To recruit a base of candidates, Futurestep launched a nation-wide radio and print advertising campaign. The Wall Street Journal is an important partner with Futurestep because of its recognition among potential candidates and clients. Within a month there were over 50,000 registrants. These individuals are generally mid-career managers and higher.

In addition to the conjoint data, Futurestep uses a battery of validated self-assessment instruments to better match personal preferences in decision-making and managerial styles. This data is matched with information provided by hiring managers and potential peers of the candidate who fill out a set of mirror instruments prior to the search.

Candidates come to Futurestep because they receive: complimentary career and market value feedback; guaranteed confidentiality of candidate's information; the credibility of Korn/Ferry International and the Wall Street Journal, non-advertised positions from blue chip organizations as well as smaller, high-growth firms.

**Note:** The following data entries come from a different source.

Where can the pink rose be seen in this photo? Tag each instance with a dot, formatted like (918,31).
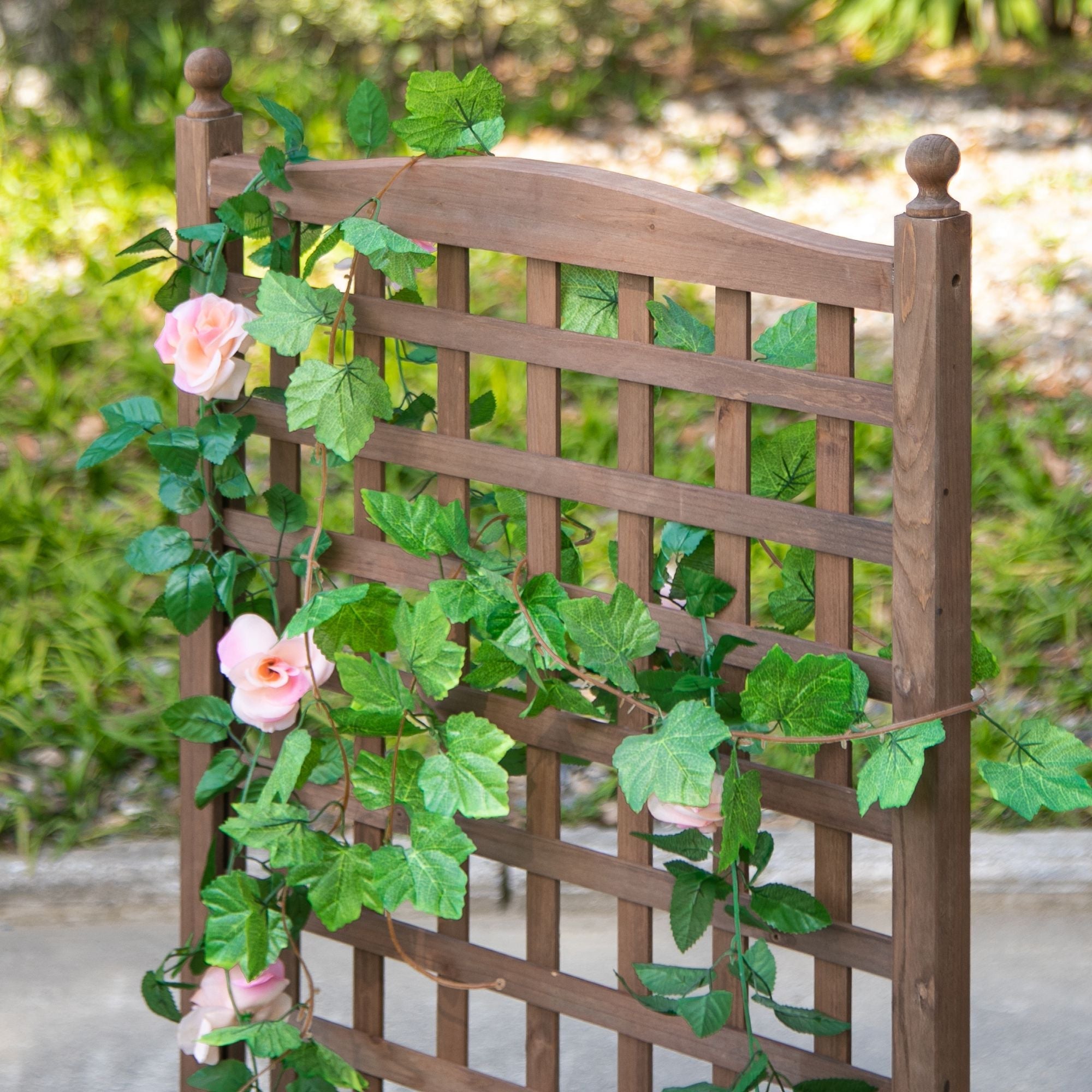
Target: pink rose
(269,676)
(706,820)
(200,338)
(211,1006)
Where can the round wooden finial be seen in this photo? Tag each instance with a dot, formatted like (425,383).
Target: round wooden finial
(208,72)
(931,162)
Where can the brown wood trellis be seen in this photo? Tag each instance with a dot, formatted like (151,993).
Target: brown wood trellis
(554,215)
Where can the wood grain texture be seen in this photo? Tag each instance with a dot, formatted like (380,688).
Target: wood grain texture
(197,143)
(589,1002)
(609,488)
(636,445)
(834,592)
(544,769)
(588,217)
(932,649)
(721,375)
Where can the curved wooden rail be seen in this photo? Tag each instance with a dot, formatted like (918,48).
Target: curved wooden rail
(586,217)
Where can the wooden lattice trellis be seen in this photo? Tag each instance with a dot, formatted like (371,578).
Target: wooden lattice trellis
(557,215)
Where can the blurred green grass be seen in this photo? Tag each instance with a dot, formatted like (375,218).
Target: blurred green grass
(82,752)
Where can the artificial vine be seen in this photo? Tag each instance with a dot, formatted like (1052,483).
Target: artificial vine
(395,660)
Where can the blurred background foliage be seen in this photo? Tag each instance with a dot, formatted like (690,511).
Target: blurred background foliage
(88,93)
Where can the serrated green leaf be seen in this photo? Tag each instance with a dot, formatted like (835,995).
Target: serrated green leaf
(189,597)
(793,606)
(323,608)
(676,328)
(160,550)
(784,464)
(789,909)
(814,696)
(391,254)
(895,766)
(791,341)
(673,763)
(203,719)
(805,1022)
(694,895)
(590,301)
(1041,773)
(448,114)
(742,809)
(421,633)
(367,117)
(612,635)
(468,777)
(225,771)
(291,311)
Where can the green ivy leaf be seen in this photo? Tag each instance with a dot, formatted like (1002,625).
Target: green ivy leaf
(468,777)
(793,606)
(784,465)
(159,550)
(421,633)
(789,909)
(791,341)
(225,771)
(895,766)
(189,597)
(291,311)
(379,696)
(367,118)
(159,998)
(742,808)
(673,763)
(612,635)
(341,403)
(590,301)
(676,328)
(448,114)
(201,719)
(1041,773)
(694,896)
(240,929)
(805,1022)
(814,696)
(692,845)
(388,252)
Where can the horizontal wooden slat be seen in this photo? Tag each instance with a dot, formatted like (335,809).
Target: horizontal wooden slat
(586,217)
(586,1001)
(395,1063)
(385,563)
(608,488)
(718,376)
(840,943)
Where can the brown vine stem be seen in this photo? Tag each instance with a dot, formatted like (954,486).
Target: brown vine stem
(588,678)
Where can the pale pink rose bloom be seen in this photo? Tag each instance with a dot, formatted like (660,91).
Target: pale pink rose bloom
(201,338)
(211,1006)
(706,820)
(269,676)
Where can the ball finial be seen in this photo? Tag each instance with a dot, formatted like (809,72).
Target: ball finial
(931,162)
(208,72)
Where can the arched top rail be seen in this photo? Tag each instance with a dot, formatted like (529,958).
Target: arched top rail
(586,217)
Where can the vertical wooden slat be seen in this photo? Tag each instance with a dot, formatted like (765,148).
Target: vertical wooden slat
(544,791)
(732,559)
(834,591)
(209,130)
(369,474)
(636,438)
(453,409)
(932,625)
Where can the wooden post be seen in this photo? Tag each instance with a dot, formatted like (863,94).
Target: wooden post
(932,624)
(210,129)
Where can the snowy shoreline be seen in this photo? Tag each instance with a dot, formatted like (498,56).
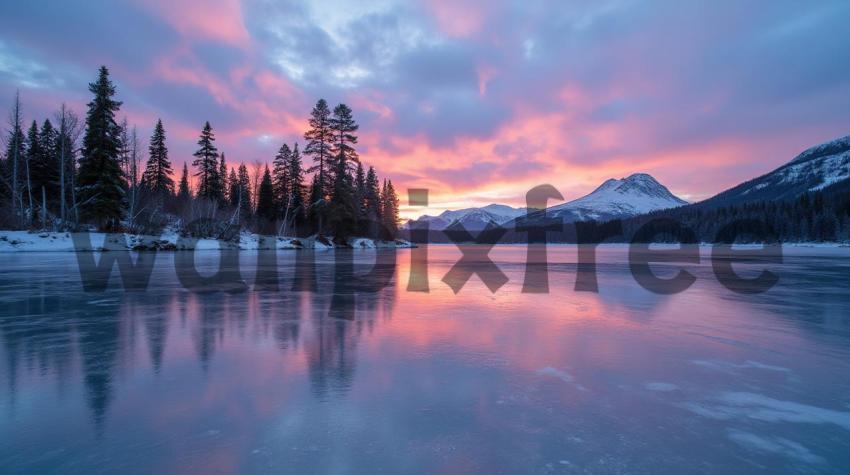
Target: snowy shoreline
(25,241)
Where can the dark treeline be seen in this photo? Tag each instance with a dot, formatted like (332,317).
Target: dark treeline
(822,215)
(68,174)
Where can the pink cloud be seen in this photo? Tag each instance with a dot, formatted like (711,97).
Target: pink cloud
(217,20)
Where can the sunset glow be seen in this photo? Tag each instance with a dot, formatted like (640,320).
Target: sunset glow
(476,102)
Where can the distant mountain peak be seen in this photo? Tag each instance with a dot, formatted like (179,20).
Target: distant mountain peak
(635,194)
(814,169)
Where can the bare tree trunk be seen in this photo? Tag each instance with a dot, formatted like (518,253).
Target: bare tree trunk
(29,192)
(43,208)
(15,122)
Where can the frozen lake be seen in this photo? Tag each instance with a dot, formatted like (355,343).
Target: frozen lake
(623,380)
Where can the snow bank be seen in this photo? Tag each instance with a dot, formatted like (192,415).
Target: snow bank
(24,241)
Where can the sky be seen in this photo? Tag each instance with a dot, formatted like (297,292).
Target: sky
(477,101)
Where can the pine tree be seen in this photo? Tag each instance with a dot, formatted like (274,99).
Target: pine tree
(233,189)
(157,175)
(360,190)
(281,176)
(66,154)
(222,174)
(319,142)
(244,191)
(317,205)
(15,156)
(389,205)
(342,211)
(183,191)
(100,179)
(295,200)
(206,160)
(33,157)
(372,202)
(266,208)
(344,128)
(45,170)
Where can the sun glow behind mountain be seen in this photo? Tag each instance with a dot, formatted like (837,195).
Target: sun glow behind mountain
(476,101)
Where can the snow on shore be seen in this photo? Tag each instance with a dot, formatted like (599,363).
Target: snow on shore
(25,241)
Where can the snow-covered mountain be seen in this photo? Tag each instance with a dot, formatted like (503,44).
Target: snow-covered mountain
(636,194)
(473,219)
(812,170)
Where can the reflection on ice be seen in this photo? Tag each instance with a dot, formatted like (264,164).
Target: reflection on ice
(311,374)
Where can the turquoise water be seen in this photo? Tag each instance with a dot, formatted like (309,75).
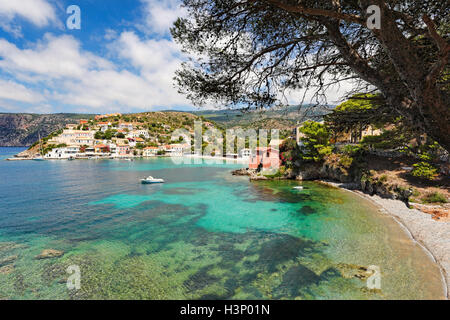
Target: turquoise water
(204,234)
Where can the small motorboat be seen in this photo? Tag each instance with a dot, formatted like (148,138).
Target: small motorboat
(151,180)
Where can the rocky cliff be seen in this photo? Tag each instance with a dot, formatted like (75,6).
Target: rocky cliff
(21,129)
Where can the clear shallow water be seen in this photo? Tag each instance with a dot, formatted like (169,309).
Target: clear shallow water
(204,234)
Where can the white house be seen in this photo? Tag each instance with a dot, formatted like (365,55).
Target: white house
(150,151)
(245,153)
(63,153)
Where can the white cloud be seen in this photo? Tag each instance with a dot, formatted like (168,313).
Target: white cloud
(84,81)
(161,14)
(11,90)
(38,12)
(53,58)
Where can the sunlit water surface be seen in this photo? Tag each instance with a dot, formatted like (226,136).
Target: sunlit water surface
(204,234)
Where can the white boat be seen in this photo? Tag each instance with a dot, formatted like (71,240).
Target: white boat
(151,180)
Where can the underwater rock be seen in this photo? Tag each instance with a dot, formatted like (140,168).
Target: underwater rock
(8,260)
(298,277)
(8,246)
(283,248)
(49,254)
(349,271)
(7,269)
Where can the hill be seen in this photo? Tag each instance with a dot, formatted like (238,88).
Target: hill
(276,118)
(23,129)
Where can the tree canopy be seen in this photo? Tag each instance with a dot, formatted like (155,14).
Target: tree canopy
(254,52)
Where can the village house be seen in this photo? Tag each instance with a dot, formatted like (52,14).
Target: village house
(71,126)
(101,148)
(103,116)
(126,125)
(74,137)
(245,153)
(150,151)
(123,149)
(63,153)
(103,126)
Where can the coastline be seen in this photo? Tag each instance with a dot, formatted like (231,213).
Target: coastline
(433,236)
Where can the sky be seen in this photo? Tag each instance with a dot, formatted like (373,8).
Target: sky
(122,59)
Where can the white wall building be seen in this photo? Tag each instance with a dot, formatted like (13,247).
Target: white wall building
(63,153)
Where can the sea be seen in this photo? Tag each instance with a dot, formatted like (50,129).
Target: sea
(203,234)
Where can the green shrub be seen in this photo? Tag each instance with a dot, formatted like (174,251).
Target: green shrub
(435,197)
(316,141)
(345,161)
(424,170)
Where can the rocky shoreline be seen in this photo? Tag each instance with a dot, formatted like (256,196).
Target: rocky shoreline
(433,235)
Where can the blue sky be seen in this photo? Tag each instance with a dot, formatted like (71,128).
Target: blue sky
(123,58)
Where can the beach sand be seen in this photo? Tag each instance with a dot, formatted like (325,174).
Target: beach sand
(432,235)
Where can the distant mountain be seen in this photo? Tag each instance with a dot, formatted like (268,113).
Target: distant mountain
(22,129)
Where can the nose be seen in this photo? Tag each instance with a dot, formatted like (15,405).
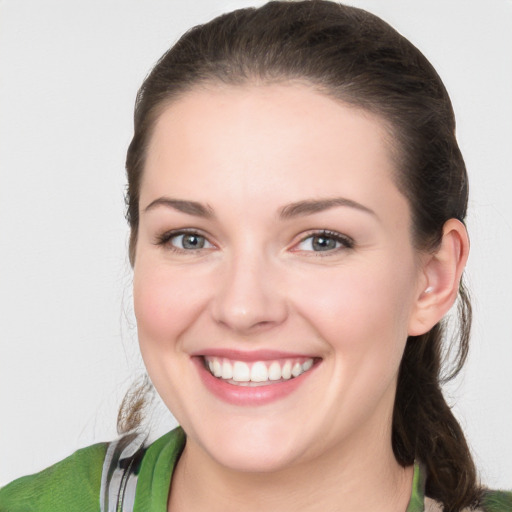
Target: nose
(249,297)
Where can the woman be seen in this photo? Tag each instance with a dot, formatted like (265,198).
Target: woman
(296,202)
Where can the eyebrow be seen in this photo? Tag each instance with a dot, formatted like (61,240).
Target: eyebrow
(190,207)
(297,209)
(311,206)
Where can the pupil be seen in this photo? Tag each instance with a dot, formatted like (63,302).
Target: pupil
(322,243)
(193,242)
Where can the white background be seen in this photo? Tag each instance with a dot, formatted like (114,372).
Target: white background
(69,71)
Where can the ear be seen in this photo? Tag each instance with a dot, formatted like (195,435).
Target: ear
(441,274)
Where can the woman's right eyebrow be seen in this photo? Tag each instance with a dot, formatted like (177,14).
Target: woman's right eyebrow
(190,207)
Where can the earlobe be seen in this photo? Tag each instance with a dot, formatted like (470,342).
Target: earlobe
(442,271)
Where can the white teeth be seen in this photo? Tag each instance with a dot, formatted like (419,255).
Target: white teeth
(286,371)
(217,369)
(274,372)
(307,365)
(297,369)
(258,372)
(241,372)
(227,370)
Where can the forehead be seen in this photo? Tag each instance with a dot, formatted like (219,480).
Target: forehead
(273,142)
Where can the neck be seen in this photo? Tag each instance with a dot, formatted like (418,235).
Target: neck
(355,477)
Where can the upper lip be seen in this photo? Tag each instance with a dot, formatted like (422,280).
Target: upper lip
(249,355)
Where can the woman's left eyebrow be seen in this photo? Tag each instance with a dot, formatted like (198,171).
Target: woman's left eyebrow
(310,206)
(190,207)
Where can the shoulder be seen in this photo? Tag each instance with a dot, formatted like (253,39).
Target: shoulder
(492,501)
(497,501)
(71,484)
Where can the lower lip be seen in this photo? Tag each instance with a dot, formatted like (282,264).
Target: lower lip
(249,395)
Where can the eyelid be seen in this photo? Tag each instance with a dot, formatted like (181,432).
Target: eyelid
(345,241)
(164,239)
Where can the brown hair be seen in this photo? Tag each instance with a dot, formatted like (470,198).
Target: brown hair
(357,58)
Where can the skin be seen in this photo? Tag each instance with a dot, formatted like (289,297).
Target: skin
(245,153)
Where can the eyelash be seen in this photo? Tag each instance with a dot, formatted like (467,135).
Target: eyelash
(345,241)
(165,238)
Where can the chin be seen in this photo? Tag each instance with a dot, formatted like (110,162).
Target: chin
(252,448)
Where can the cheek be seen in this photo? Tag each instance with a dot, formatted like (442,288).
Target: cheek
(165,303)
(357,309)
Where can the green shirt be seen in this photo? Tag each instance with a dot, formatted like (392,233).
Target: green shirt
(74,483)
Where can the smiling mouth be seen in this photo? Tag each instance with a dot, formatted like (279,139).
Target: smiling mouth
(257,373)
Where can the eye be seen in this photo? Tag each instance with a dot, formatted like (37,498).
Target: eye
(324,241)
(185,241)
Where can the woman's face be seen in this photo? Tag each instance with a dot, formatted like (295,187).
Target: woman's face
(274,251)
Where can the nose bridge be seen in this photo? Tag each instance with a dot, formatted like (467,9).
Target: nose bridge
(248,296)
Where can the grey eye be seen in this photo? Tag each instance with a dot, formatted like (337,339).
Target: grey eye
(190,241)
(319,243)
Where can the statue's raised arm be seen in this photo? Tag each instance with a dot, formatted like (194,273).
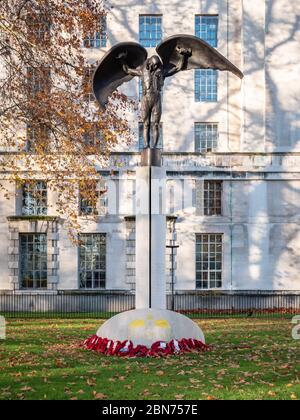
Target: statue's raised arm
(197,54)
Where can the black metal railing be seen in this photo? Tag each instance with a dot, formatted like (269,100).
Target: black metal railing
(104,304)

Some of the feedback from candidates illustrates their level of involvement with the process.

"This whole process ... provides an opportunity to establish a personal relationship in a high-tech world. The business world rarely sees technology as an enabler and technology rarely sees beyond its owns bits & bytes."

"Thank you! What a great way to get to know your business style. The more I know, the better I can communicate my needs in a job interview."

"The characteristics described above are the person I am. I did not believe the questions asked could reveal so much. This indeed is very interesting and exciting. Thank you."

"I really enjoyed the exercise - I think the results are right on and consistent with other profiling techniques I have experienced. In this case, I think the attributes in the "job characteristics" report were well chosen - had to be via focus groups." [Editor: No focus groups.]

"Absolutely amazing! You have drawn a very accurate picture of my personality, characteristics and personal goals."

Motivating to many
Surveys that educate and inform respondents about themselves or their world can be motivating to many people, as the comments above illustrate. Our firm's experience in online research with doctors shows that once respondents agree to participate, 85% are willing to complete short surveys with little notice. Many of the doctors comment about learning of developments in their field via the surveys.

Comments made by respondents indicate many are highly motivated to give honest, complete self-portraits -- if only the questions and answer choices would let them! This is particularly true in conjoint, because the questions require some thoughtful reflection by respondents on what they really value. Respondents hold Web surveys to high standards -- this is no place for sloppy thinking, inaccurate wording or erroneous analysis.

In ConjointOnline, respondents are given the opportunity to review their final profile, and to comment on whether it matches their self-perceptions. The addition of real-time checking for inconsistent responses (i.e., where a response might vary significantly from what was predicted) further strengthens the bond between the respondent and the survey process. There actually is an intelligence in the machine!

Being able to start and complete a task at one time is a positive factor in motivation. From the respondent's perspective, the task isn't complete until the answers have been correctly registered and implications drawn.

Cooperation improved
To return to the original question, well-executed online research indicates that cooperation levels can be improved. In many surveys there is little indication that the research recognizes that true communication is a two-way street.

As long as our profession tries to pump more data out of people, those being pumped will increasingly view surveys as an economic transaction, for which they should be compensated. When there is true two-way communication, respondents' intrinsic needs are met. The implicit contract with survey respondents is reaffirmed, leading to a more satisfactory relationship for both researchers and respondents.